Unemployment insurance benefits unavailable to claimant found to have engaged in disqualifying misconduct


§75 of the Civil Service Law permits the appointing authority to place an officer or an employee served with disciplinary charges on leave without pay for up to 30-days pending the completion of the disciplinary hearing and the determination of the penalty to be imposed in the event the officer or the employee is found guilty of one or more of the charges and specifications filed against him or her.* This absence is deemed "disqualifying misconduct" for the purposed of eligibility for unemployment benefits associated with such absence and thereafter.

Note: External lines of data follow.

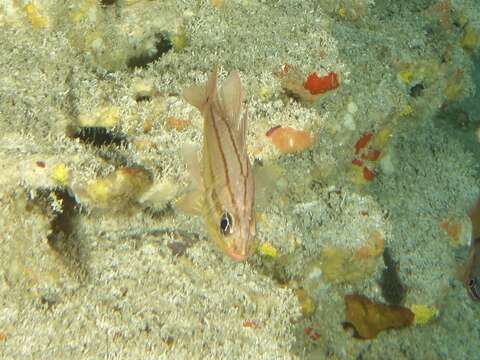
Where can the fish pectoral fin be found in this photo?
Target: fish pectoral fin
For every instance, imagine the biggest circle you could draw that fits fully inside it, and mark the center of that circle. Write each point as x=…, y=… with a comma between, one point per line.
x=190, y=203
x=189, y=153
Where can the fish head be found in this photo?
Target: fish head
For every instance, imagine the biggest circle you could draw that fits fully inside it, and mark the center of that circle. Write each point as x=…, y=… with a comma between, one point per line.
x=231, y=225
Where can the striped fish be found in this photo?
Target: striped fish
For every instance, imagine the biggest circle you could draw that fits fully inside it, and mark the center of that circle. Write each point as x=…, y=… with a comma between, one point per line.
x=224, y=175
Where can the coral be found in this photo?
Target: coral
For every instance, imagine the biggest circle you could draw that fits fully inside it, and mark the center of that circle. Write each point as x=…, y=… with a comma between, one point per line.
x=424, y=314
x=342, y=265
x=289, y=140
x=369, y=318
x=268, y=249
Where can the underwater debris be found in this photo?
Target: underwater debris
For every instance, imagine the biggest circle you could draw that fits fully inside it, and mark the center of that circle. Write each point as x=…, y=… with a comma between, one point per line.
x=60, y=174
x=416, y=90
x=99, y=136
x=289, y=140
x=163, y=44
x=367, y=152
x=393, y=290
x=35, y=17
x=174, y=123
x=470, y=39
x=312, y=333
x=124, y=185
x=268, y=249
x=321, y=84
x=373, y=247
x=471, y=278
x=305, y=88
x=341, y=265
x=307, y=304
x=424, y=314
x=369, y=318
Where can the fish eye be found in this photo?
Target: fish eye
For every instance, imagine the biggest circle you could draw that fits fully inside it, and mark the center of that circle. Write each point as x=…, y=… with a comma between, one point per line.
x=226, y=223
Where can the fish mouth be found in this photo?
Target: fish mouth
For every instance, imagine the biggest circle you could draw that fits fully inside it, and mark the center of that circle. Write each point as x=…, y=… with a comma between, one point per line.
x=236, y=254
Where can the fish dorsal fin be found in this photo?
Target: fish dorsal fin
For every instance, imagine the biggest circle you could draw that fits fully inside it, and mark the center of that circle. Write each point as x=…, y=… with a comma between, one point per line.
x=189, y=152
x=231, y=99
x=200, y=95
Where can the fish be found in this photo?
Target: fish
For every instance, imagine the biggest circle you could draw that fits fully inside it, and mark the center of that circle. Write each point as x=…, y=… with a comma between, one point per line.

An individual [Claimant] employed by a municipality was alleged to have committed numerous violations of her employer's code of conduct by, among other things, failing to report to work on time, being absent without authorization, sleeping and lounging during her shift and refusing to comply with her supervisor's directives. 

The employer placed Claimant on a 30-day suspension without pay and served Claimant with disciplinary charges pursuant to Civil Service Law §75. The penalty proposed by the employer: Termination.

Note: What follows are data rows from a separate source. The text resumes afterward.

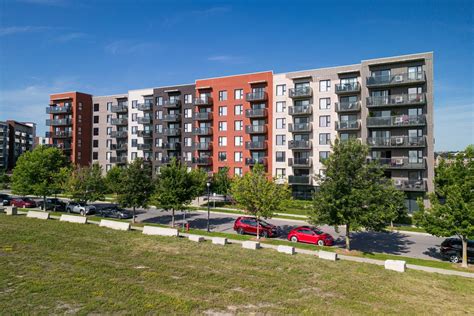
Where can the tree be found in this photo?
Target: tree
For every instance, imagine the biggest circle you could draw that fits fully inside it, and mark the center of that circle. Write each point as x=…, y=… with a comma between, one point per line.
x=86, y=183
x=452, y=206
x=176, y=187
x=40, y=172
x=259, y=195
x=354, y=191
x=136, y=185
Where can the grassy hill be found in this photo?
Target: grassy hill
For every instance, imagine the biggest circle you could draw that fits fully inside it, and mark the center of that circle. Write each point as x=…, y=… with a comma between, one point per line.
x=53, y=267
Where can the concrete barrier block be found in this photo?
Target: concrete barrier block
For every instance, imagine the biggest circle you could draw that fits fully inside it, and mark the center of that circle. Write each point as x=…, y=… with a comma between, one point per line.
x=327, y=255
x=37, y=214
x=114, y=224
x=286, y=249
x=395, y=265
x=196, y=238
x=73, y=219
x=251, y=245
x=160, y=231
x=219, y=241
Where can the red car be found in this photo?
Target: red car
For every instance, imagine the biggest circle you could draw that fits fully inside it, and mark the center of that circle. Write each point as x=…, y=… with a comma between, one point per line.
x=23, y=202
x=248, y=225
x=310, y=235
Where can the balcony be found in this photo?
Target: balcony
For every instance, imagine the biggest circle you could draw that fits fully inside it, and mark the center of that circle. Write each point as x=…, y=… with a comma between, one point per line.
x=348, y=106
x=347, y=88
x=256, y=96
x=172, y=103
x=256, y=145
x=300, y=162
x=119, y=134
x=256, y=129
x=202, y=131
x=56, y=109
x=396, y=100
x=304, y=180
x=202, y=101
x=254, y=161
x=396, y=80
x=300, y=93
x=256, y=113
x=121, y=108
x=299, y=144
x=119, y=121
x=202, y=116
x=411, y=185
x=348, y=125
x=300, y=110
x=397, y=121
x=59, y=122
x=397, y=142
x=300, y=128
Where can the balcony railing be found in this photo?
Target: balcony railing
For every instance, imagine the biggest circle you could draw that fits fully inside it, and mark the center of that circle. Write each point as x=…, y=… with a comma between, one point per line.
x=304, y=92
x=300, y=128
x=299, y=144
x=347, y=88
x=348, y=125
x=256, y=113
x=256, y=145
x=256, y=129
x=396, y=100
x=397, y=79
x=348, y=106
x=256, y=96
x=300, y=110
x=397, y=141
x=397, y=121
x=304, y=180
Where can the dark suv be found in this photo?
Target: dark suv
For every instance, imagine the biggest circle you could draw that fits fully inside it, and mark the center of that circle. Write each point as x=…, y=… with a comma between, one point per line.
x=451, y=249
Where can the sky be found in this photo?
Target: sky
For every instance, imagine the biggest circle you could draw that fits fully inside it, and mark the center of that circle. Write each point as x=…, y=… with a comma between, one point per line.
x=107, y=47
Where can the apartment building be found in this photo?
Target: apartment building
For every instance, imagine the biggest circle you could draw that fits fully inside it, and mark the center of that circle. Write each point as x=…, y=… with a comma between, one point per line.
x=70, y=125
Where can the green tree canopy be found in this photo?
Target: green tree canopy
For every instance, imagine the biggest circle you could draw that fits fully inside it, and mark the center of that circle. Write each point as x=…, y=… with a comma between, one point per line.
x=258, y=194
x=354, y=192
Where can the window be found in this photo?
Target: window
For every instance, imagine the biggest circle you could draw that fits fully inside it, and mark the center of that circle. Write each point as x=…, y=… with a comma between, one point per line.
x=222, y=126
x=238, y=110
x=238, y=125
x=325, y=104
x=222, y=95
x=281, y=107
x=222, y=141
x=238, y=157
x=281, y=140
x=280, y=123
x=324, y=85
x=324, y=138
x=280, y=156
x=324, y=121
x=222, y=111
x=238, y=94
x=281, y=89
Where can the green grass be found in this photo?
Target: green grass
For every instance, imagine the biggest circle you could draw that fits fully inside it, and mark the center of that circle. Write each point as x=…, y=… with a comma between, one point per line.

Claimant applied for unemployment insurance benefits during the period of her 30-day suspension without pay. The Department of Labor initially granted her application but subsequently issued a revised determination finding, among other things, that Claimant was not eligible to receive benefits during this time period "because she had engaged in disqualifying misconduct."

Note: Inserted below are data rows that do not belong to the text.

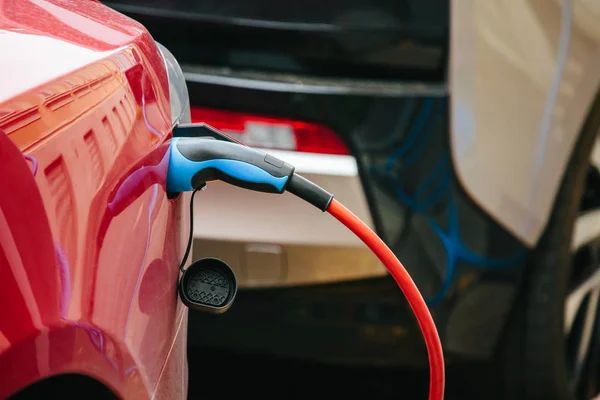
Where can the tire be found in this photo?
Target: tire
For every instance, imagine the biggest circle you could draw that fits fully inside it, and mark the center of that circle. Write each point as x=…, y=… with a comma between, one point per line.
x=532, y=354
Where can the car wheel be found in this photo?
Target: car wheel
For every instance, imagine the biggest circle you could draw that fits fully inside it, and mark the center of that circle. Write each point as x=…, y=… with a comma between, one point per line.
x=551, y=346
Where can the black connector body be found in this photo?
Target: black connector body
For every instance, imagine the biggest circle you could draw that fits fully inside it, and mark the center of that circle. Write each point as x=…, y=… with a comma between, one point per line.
x=309, y=192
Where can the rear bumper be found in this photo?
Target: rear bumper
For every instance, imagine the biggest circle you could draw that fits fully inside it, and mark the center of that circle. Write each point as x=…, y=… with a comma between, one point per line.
x=273, y=241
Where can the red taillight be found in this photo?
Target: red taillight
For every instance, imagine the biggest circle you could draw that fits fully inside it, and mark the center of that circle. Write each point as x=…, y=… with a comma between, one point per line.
x=272, y=133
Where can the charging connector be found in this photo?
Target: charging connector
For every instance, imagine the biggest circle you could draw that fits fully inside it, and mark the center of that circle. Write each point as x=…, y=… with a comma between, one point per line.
x=195, y=161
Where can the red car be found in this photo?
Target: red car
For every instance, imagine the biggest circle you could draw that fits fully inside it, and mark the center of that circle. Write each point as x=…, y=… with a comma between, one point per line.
x=90, y=242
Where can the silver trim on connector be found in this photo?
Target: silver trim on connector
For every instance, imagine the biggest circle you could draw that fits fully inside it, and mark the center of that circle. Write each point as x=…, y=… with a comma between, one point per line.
x=178, y=93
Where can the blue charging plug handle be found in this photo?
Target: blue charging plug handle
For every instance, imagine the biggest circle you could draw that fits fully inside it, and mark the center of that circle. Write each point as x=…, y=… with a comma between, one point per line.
x=194, y=161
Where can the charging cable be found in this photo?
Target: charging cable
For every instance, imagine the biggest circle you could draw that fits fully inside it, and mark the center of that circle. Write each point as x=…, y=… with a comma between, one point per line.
x=195, y=161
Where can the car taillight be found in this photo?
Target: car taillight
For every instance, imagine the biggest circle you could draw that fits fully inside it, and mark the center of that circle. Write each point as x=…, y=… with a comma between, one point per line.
x=272, y=133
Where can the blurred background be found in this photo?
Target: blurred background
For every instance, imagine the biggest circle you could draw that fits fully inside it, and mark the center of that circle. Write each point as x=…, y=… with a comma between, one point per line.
x=463, y=132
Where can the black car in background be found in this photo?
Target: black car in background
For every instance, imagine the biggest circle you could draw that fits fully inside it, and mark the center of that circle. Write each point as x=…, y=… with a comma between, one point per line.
x=364, y=85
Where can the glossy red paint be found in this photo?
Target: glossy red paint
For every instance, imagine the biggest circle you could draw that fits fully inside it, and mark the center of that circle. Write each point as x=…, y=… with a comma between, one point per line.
x=89, y=242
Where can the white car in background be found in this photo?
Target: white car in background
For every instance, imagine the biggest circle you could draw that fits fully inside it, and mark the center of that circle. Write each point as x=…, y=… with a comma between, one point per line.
x=464, y=131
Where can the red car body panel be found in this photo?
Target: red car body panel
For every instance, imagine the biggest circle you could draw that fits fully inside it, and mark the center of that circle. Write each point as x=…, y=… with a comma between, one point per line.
x=89, y=242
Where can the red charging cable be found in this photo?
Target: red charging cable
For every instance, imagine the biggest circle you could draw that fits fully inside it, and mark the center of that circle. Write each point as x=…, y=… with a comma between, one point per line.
x=408, y=287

Following a hearing, an Unemployment Administrative Law Judge upheld the Department of Labor's revised determination that found Claimant ineligible for benefits because of her disqualifying misconduct and ruled, among other things, that due to Claimant's misconduct, the remuneration paid to her prior to the effective date of her  suspension without pay could not be used to establish a valid original claim for unemployment insurance benefits.** The Unemployment Insurance Appeal Board sustained the Administrative Law Judge's decision in this regard, and Claimant appealed the Board's decision.

The Appellate Division affirmed the Board's ruling. The court noted that a claimant's excessive tardiness, absenteeism and insubordination has been found to constitute disqualifying misconduct for the purpose of determining an individual's eligibility for unemployment insurance benefits. Further, said the court,  "The many instances of [Claimant's] problematic behavior and failure to abide by the employer's code of conduct are well supported by the record."

The court noted that while Claimant admitted to certain acts of misconduct, with respect to her alleged "sleeping during her shift" Claimant contended that she suffers from a disability that interfered with her ability to work during her night shift. However, noted the Appellate Division, Claimant failed to produce medical proof at the hearing to substantiate this claim.

The Appellate Division concluded that substantial evidence supported the Board's decision finding that the remuneration paid to Claimant prior to her placement on a 30-day suspension without pay could not be used to establish a valid original claim.

* In the event an officer or employee is found not guilty of all charges and specifications he or she is reinstated to the position with back salary and benefits. In the event the officer or employee is found guilty, the time during which an officer or employee was suspended without pay may be considered as part of the penalty.



** Claimant was still employed by the employer on the date her Unemployment Insurance hearing was conducted  as the disciplinary action being taken against her pursuant to Civil Service Law §75 was then still pending.